Saturday Snapshot is hosted by Alyce at her blog, At Home with Books. It's easy to participate, just post a photo taken by you, a friend or a family member and link to the Mister Linky at the bottom of Alyce's post.

Sunday, December 4, 2011

~ Sunday Salon : A Tropical December in the Northeast! ~

December 4th and it's almost 60 degrees outside! It's a little bit like Bizarre-o World! If not for the Christmas decorations popping up everywhere, I think I'd forget it was December! I'm not complaining, honest...I think this is awesome! My wheels don't move so well in snow and slush and being able to get out and go on my own is the best. At least once every winter after a storm, I've had to be rescued by passers-by when my wheels get sucked into a deeper-than-it-looks pile of snow and slush. lol It would be great if the days surrounding Christmas were a little more wintry but it's no big deal really.


This is the kitty-cats ideal weather. Some of them have energy to spare. Some, like Big Bob, still sleep the day away! Mr. Magoo spends the nights running outside to play and then back in, resting for 20 minutes and running back out again to play! Lola wakes up in the morning in play mode and seems to run everywhere, jumping up and twisting around every couple of feet! I was in the kitchen the other morning putting the cat's food out and I heard this weird scratching sound from the other room. Lola found an old cat toy underneath some piece of furniture or other and dragged it out to play with - it's a round plastic ring with a ball inside of it. The ball spins around the ring, while the cat to tries and get it by sticking their paw into the ring. What Lola doesn't realize is the ball will never come out of the ring! Lola's been playing with this toy all week. She gets so into trying to catch the ball and she's so focused on what she's doing, she ends up dragging the entire ring across the floor, it's very funny to watch!
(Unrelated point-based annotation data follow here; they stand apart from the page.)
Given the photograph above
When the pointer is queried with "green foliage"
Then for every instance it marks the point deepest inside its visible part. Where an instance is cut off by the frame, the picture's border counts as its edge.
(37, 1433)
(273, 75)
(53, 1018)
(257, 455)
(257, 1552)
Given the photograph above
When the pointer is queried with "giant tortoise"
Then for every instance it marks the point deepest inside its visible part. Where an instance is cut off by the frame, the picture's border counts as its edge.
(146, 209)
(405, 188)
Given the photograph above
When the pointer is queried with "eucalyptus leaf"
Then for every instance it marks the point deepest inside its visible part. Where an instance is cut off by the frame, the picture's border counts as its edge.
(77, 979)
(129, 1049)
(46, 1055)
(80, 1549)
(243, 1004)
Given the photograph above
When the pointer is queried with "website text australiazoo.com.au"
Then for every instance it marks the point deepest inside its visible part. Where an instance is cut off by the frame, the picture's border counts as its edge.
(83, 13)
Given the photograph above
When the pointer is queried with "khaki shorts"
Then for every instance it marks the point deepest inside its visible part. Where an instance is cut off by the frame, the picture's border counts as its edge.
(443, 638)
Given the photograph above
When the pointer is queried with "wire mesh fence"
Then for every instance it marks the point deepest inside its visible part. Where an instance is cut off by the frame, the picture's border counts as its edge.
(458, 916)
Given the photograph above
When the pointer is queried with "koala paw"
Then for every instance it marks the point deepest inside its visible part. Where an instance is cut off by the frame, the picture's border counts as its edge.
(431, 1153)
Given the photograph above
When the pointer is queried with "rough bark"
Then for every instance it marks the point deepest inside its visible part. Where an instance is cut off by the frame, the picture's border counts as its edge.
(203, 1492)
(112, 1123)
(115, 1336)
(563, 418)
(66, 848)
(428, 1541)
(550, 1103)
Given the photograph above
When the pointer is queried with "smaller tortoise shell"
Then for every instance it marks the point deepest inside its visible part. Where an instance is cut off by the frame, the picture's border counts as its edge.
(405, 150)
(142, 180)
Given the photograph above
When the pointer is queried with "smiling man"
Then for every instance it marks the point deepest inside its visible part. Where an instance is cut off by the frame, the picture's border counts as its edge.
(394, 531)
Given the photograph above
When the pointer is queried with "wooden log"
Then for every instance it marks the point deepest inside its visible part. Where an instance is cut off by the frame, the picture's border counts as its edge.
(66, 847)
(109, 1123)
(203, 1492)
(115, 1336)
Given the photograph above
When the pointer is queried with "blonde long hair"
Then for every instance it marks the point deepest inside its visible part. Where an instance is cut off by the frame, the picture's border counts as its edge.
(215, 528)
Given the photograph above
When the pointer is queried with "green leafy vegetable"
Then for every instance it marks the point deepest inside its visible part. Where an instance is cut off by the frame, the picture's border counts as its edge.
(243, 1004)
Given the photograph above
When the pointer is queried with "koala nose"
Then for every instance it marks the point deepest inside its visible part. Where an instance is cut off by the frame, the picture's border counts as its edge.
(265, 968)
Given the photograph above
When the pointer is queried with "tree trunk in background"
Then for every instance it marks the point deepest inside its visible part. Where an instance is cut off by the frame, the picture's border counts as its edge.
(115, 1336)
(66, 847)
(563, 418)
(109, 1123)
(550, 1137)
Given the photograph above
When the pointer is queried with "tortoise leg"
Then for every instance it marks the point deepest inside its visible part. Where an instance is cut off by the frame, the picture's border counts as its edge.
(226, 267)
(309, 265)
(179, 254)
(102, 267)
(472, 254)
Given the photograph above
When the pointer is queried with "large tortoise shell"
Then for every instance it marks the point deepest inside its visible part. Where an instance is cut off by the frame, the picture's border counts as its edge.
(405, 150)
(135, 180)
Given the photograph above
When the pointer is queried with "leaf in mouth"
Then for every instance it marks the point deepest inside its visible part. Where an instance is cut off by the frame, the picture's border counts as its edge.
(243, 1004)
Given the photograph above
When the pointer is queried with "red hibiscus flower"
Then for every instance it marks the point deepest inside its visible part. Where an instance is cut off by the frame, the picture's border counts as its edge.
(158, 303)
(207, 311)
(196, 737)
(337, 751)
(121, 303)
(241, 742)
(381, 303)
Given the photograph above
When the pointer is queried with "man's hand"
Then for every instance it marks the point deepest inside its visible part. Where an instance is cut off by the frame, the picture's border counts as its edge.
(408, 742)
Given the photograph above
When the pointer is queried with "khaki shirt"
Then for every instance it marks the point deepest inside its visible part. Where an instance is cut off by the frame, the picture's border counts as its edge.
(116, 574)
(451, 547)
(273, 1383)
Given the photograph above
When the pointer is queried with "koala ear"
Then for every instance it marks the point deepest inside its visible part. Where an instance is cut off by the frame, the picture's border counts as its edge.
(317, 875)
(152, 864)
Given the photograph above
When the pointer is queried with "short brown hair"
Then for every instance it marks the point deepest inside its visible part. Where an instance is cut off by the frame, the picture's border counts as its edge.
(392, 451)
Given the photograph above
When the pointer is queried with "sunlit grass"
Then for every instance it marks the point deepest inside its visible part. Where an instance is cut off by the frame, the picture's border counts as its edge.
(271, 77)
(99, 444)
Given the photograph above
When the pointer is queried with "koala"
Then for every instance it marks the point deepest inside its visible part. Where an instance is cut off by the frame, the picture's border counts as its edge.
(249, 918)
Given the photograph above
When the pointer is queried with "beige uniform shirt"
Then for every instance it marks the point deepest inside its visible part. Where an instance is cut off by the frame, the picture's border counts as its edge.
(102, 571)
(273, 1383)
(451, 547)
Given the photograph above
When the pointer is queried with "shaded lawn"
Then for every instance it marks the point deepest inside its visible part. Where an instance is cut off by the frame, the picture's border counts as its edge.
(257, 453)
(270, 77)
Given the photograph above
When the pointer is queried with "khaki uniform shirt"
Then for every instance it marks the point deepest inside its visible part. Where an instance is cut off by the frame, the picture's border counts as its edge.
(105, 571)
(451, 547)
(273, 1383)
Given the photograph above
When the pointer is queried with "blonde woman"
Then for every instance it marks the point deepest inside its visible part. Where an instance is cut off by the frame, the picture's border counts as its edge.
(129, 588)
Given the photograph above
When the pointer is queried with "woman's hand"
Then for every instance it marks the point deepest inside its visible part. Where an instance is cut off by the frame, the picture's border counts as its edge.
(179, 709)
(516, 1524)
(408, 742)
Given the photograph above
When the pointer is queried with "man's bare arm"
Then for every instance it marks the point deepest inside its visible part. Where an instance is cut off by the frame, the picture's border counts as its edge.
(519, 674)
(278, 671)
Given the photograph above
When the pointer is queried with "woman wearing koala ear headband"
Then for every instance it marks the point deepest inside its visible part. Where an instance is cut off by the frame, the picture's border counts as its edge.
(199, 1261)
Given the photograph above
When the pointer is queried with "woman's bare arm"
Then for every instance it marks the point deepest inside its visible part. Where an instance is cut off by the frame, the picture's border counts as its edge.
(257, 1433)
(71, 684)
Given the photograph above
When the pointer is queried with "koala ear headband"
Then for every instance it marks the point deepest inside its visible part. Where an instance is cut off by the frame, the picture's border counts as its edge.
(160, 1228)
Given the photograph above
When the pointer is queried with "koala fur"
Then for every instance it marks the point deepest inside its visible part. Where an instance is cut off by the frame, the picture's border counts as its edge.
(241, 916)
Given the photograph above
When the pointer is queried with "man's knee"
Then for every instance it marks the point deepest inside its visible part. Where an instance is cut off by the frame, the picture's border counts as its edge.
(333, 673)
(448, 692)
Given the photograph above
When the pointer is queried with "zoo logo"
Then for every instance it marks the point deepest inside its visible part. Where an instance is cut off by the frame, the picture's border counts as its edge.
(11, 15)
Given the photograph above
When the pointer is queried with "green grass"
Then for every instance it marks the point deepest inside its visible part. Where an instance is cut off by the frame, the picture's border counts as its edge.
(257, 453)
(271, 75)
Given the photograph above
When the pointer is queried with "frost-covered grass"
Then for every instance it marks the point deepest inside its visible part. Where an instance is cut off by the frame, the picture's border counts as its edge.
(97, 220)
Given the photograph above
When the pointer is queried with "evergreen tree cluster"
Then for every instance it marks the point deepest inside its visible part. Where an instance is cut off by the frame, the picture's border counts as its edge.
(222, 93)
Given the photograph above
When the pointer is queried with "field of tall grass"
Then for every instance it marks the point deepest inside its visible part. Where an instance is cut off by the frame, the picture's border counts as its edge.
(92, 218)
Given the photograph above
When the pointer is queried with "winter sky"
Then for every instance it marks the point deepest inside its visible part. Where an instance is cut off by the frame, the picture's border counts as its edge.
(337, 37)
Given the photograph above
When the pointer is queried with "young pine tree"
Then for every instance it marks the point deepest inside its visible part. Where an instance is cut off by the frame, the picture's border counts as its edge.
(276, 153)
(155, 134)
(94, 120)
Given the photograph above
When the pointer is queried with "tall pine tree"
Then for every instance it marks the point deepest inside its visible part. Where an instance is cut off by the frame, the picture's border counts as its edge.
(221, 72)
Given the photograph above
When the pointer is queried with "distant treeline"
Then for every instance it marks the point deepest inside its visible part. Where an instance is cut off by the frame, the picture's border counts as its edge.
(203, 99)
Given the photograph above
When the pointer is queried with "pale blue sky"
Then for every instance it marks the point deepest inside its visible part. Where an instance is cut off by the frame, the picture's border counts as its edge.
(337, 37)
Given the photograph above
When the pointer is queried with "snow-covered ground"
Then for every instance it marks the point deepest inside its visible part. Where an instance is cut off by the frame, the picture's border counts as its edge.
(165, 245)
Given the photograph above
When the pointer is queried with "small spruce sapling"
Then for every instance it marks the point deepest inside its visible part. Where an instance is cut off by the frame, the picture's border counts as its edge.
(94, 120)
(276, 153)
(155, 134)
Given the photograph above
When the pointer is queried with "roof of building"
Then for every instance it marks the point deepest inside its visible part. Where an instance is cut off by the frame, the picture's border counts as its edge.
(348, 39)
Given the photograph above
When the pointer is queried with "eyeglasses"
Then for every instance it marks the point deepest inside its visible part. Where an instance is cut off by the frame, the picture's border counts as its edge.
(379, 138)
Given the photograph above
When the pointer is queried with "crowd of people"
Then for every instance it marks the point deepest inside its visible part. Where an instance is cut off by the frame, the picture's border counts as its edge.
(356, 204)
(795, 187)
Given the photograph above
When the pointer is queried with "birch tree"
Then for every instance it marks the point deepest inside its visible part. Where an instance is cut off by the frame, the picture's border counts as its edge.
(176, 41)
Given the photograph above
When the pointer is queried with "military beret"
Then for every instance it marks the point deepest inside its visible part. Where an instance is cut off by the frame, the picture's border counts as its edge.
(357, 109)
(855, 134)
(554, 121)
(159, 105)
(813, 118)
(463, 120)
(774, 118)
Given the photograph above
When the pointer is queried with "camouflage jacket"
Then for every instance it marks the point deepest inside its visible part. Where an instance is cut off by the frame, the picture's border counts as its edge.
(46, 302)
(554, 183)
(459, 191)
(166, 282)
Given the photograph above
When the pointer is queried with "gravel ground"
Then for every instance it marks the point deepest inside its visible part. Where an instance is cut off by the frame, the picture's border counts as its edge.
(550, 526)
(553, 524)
Today is review day for me (I hope!) I'd like to draft several reviews and finish up a few that I left unfinished. It's getting to the point where I'm stressing too much about these reviews I haven't done and if I wait much longer, the reviews are going to become an unpleasant task I have to get done rather than something I enjoy doing. So I'm on a mission! The Leftovers by Tom Perrotta and The Night Circus by Erin Morgenstern are two of the books on m review list! I'm hoping to finish The Lotus Reader by Tatjana Soli which I've been taking my time with and spend some time with The Wind-Up Bird Chronicles by Haruki Murakami!


Happy Reading!
I hope you have a great Sunday!

Saturday, December 3, 2011

~ Saturday Snapshot ~ Some Rescue Cats!

These are some of the cats we've rescued and adopted in the last couple of years!

Gidget and Lola. We found these two outside in the freezing cold, dead of winter sleeping in a large ceramic flower pot on top of each other.

Finnegan. Finny is one of the happiest, easy-going cats I've ever known.

Elliot. He looks a lot like Mr. Magoo but isn't cross-eyed...he has a similar disposition, too.

Moses. He was a kitten and loved to play hard until he was exhausted...he used to just suddenly fall asleep while playing. The first time it happened I thought something was wrong, but nope, he simply exhausted himself!

Casey. He's a big, muscular tom cat who loved being petted!
Rascal (he looks a bit like a racoon!)

Saturday Snapshot is hosted by Alyce at At Home with Books. It's easy to participate, just post an original photo, one taken by you, a friend or a family member and link to the Mister Linky at the bottom of Alyce's post.